Accepting the shackles of a conversation organized around money makes it harder to point to larger issues, too. But how on earth can we be having a conversation about a municipal budget without talking about the larger context which has socially produced the supposed need to make choices between raising regressive property taxes and cutting services that ordinary people depend on? We can have that conversation by insisting that the centre of the conversation not be money but people’s lives. From there, we can talk about the foolishness of funding any part of social housing on a property tax base. We can talk about the ways in which ongoing budgetary crises for municipalities are intimately related to the ongoing neoliberal transformation of higher levels of the Canadian state. We can talk about the fact that our city is cash-strapped in the context of an extremely wealthy society in which the province and the federal government have decided over the last twenty years to give more and more money to people and organizations that are already extremely wealthy. We can show that this enriching of the rich is bought with the blood, pain, and suffering of ordinary people.

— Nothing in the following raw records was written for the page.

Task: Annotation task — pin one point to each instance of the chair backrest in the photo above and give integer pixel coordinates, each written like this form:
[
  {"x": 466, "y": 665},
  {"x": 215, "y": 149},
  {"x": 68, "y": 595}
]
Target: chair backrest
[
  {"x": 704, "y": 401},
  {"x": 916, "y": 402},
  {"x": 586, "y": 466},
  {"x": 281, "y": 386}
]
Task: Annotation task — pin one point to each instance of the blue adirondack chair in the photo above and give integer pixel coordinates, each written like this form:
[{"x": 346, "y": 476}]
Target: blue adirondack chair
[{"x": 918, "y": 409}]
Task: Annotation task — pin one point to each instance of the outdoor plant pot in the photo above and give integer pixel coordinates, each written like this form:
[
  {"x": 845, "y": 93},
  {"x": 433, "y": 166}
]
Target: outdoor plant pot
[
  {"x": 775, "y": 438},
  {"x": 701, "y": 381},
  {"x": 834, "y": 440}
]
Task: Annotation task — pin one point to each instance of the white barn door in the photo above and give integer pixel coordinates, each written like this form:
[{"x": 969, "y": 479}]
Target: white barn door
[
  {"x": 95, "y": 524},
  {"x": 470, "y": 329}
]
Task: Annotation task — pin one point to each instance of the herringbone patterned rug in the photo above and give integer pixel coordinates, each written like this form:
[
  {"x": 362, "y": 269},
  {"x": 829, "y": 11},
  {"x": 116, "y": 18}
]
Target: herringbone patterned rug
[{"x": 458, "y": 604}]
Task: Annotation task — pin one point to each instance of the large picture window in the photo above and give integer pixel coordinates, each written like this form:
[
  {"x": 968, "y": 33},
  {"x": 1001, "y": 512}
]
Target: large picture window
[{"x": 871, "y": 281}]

Every time we engage with some nickel-and-dime austerity measure without connecting it to this broader context, even if we stop the specific cut, the neoliberals win a little bit more. We can’t fail to challenge a political culture in which invoking “cuts” is seen as a winner by politicians, because even if one batch of cuts brought forward under such a banner doesn’t hurt ordinary people, most will.
And perhaps the least obvious but most important part about centring our lives in the discussion rather than money is that it allows us to defend the welfare state without glorifying it. I think the longer term future requires ongoing, ever-growing experimentation with non-market, non-state collective alternatives to meeting human needs. But right now, such experiments in North America are mostly miniscule and often have significant political problems. In the meantime, then, we need to defend the welfare state as a crucial way to meet human needs. But we can’t ignore the fact that the welfare state regulates people’s lives in awful ways, that it is intimately bound up with gender oppression and racial oppression (e.g. 1, 2). Making the discussion about people’s lives and not about money will help us to see and talk about that, and to bridge the apparent contradiction between defending and criticizing the welfare state.
So when a neoliberal like Marianne Matichuk pulls a stunt like this, definitely challenge the details. Definitely insist on all the facts and on distinguishing between cuts which will hurt (which many inevitably will) from cuts which won’t. Definitely show that a long-term green trajectory will conserve resources in multiple senses. But in all of this, even if political pragmatism feels like a good reason not to do so, always push against the frame that tells us spending is bad and cuts are good and that insists that every conversation about public life must boil down to questions of money.